The MidProseABReader
Library version 1.0.1
Example implementation
The MidProseABDiplomatic
is a markup reader for prose texts in TEI-conformant XML documents with canonical citation values on div
s and text content in ab
elements. It parses the XML into a diplomatic edition.
Let’s import the library and see what it can do.
import edu.holycross.shot.mid.markupreader._
Markup readers can identify all the edition types they are capable of creating from the type of document they recognize. From a single XML source document, for example, a reader might generate either a diplomatic or normalized edition.
Our simple example can generate only one type of edition, an MidDiplomaticEdition
.
MidProseABDiplomatic.recognizedTypes
// res0: Vector[MidDiplomaticEdition.type] = Vector(MidDiplomaticEdition)
Its core functionality is to take a citable node in the format it understands and generate a new, edited node.
Let’s create a CitableNode
that includes both an addition and a deletion tagged with TEI add
and del
elements.
import edu.holycross.shot.cite._
import edu.holycross.shot.ohco2._
val xml = "<div n=\"1\"><ab>Text in <del>first</del><add>second</add> version</ab></div>"
val urn = CtsUrn("urn:cts:mid:readerguide.xml.v1:1")

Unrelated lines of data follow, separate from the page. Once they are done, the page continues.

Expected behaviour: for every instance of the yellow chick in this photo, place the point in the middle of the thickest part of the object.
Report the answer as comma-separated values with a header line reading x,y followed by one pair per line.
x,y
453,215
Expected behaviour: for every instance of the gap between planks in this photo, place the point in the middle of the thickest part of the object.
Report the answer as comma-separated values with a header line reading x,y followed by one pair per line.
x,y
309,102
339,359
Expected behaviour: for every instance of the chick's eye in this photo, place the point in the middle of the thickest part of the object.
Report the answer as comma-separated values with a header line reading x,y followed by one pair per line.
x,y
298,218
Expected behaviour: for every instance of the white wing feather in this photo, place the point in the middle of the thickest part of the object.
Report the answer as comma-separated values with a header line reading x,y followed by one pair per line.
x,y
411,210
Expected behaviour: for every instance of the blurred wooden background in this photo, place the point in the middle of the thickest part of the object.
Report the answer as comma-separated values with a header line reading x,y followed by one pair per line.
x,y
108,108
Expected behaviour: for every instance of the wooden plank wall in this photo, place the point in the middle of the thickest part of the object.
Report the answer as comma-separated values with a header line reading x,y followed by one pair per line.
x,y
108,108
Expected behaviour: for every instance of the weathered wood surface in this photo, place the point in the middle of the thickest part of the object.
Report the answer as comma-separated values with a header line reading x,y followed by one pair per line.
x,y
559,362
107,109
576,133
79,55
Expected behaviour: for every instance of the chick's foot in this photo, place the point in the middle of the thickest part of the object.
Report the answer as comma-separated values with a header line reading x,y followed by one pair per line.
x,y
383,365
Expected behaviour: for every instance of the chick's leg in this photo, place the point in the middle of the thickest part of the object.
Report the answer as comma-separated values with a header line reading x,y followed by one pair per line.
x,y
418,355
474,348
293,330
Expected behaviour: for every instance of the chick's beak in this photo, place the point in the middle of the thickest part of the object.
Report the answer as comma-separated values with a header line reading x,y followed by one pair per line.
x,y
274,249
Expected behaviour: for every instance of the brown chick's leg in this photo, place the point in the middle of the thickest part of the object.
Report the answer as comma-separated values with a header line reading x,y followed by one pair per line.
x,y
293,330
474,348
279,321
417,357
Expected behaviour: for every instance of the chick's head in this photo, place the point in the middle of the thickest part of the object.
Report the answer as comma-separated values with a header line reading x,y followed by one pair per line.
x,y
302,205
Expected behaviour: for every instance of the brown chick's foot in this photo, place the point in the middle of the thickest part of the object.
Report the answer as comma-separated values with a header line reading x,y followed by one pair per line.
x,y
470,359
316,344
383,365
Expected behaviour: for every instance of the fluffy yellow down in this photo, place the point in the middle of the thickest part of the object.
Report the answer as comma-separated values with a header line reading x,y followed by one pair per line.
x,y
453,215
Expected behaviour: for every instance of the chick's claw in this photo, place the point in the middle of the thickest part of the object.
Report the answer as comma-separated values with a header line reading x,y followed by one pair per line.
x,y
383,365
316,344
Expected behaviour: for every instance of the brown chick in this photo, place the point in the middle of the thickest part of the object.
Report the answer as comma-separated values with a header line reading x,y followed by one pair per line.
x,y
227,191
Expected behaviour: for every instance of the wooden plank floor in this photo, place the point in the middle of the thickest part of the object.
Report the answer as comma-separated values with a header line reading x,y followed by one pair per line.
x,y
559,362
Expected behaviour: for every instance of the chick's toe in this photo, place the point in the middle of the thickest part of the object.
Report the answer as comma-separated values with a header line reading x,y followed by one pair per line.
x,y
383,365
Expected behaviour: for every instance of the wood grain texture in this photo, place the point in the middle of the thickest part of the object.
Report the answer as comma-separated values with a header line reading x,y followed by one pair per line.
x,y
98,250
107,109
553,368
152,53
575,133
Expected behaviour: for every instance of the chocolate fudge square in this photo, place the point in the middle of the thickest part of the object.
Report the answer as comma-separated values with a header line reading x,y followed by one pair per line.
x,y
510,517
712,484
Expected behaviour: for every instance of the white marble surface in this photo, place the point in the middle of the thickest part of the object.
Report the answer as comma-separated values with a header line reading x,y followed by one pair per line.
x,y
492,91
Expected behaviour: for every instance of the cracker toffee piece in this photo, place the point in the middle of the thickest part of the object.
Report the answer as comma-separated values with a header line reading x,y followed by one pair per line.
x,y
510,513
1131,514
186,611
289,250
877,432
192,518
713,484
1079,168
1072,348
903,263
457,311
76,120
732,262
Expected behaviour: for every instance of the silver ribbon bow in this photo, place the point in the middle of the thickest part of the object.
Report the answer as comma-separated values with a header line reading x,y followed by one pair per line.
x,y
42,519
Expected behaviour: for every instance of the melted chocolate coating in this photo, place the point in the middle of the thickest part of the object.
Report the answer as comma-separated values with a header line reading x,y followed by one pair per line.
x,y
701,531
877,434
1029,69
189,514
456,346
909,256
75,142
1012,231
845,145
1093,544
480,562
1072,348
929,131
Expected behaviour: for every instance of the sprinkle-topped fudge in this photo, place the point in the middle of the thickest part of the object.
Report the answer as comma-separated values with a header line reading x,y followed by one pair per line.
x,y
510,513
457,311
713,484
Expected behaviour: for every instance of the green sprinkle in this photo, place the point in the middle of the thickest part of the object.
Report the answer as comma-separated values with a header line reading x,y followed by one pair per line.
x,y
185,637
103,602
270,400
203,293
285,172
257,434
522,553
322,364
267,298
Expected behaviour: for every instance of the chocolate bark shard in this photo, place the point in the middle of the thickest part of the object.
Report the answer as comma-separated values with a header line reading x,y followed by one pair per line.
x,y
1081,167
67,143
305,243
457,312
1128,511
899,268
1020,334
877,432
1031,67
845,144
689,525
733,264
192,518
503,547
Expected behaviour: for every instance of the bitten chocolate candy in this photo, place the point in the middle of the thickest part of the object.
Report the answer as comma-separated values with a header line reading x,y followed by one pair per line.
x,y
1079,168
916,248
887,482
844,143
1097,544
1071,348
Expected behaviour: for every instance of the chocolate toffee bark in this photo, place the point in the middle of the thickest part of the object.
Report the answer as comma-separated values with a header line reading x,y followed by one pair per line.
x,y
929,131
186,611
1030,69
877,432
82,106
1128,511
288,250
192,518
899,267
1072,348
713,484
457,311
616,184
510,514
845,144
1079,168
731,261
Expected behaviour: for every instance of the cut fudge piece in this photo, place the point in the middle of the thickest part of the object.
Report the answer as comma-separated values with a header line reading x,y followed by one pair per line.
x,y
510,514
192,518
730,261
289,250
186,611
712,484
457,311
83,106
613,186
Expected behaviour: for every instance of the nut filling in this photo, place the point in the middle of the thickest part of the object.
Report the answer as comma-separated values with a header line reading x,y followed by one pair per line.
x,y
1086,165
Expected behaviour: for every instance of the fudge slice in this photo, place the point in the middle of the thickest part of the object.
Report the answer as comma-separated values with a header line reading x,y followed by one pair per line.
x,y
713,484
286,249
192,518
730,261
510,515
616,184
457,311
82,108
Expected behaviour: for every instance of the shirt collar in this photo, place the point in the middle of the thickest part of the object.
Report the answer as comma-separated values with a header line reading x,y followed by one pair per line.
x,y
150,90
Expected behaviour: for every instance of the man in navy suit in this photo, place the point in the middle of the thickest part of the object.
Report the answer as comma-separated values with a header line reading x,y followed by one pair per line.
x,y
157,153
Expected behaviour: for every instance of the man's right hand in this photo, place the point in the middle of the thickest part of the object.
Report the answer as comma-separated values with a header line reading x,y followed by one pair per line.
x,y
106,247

val citableNode = CitableNode(urn, xml)
We create a new CitableNode
with the editedNode
method. Its two parameters are the source node and type of edition to produce. Since we previously saw that the MidProseABDiplomatic
only knows how to produce MidDiplomaticEdition
s, that will be the only valid value for the second parameter.
MidProseABDiplomatic.editedNode(citableNode, MidDiplomaticEdition)
// res1: CitableNode = CitableNode(
// CtsUrn("urn:cts:mid:readerguide.xml.v1:1"),
// "Text in first version "
// )
The resulting CitableNode
has a plain-text edition with diplomatic content. Its URN identifies it as the same passage in the same work, but with a different version identifer (here, v1_dipl
).
Since the markup reader can convert a CitableNode
into a new CitableNode
, it can necessarily convert an OHCO2 Corpus
into a new Corpus
. We can illustrate that with a very small corpus.
val xml2 = "<div n=\"2\"><ab>Section 2 of text.</ab></div>"
val urn2 = CtsUrn("urn:cts:mid:readerguide.xml.v1:2")
val citableNode2 = CitableNode(urn2, xml2)
val corpus = Corpus(Vector(citableNode, citableNode2))
Parallel to the editedNode
method, the edition
method takes two parameters: the source corpus and the type of edition to create.
MidProseABDiplomatic.edition(corpus, MidDiplomaticEdition)
// res2: Corpus = Corpus(
// Vector(
// CitableNode(
// CtsUrn("urn:cts:mid:readerguide.xml.v1:1"),
// "Text in first version "
// ),
// CitableNode(
// CtsUrn("urn:cts:mid:readerguide.xml.v1:2"),
// "Section 2 of text. "
// )
// )
// )
Markup readers include a number of convenience methods for accepting input or producing output in different forms, for example:
MidProseABDiplomatic.editedNodeCex(citableNode, MidDiplomaticEdition)
// res3: String = "urn:cts:mid:readerguide.xml.v1:1#Text in first version "
Refer to the API documenation for full details.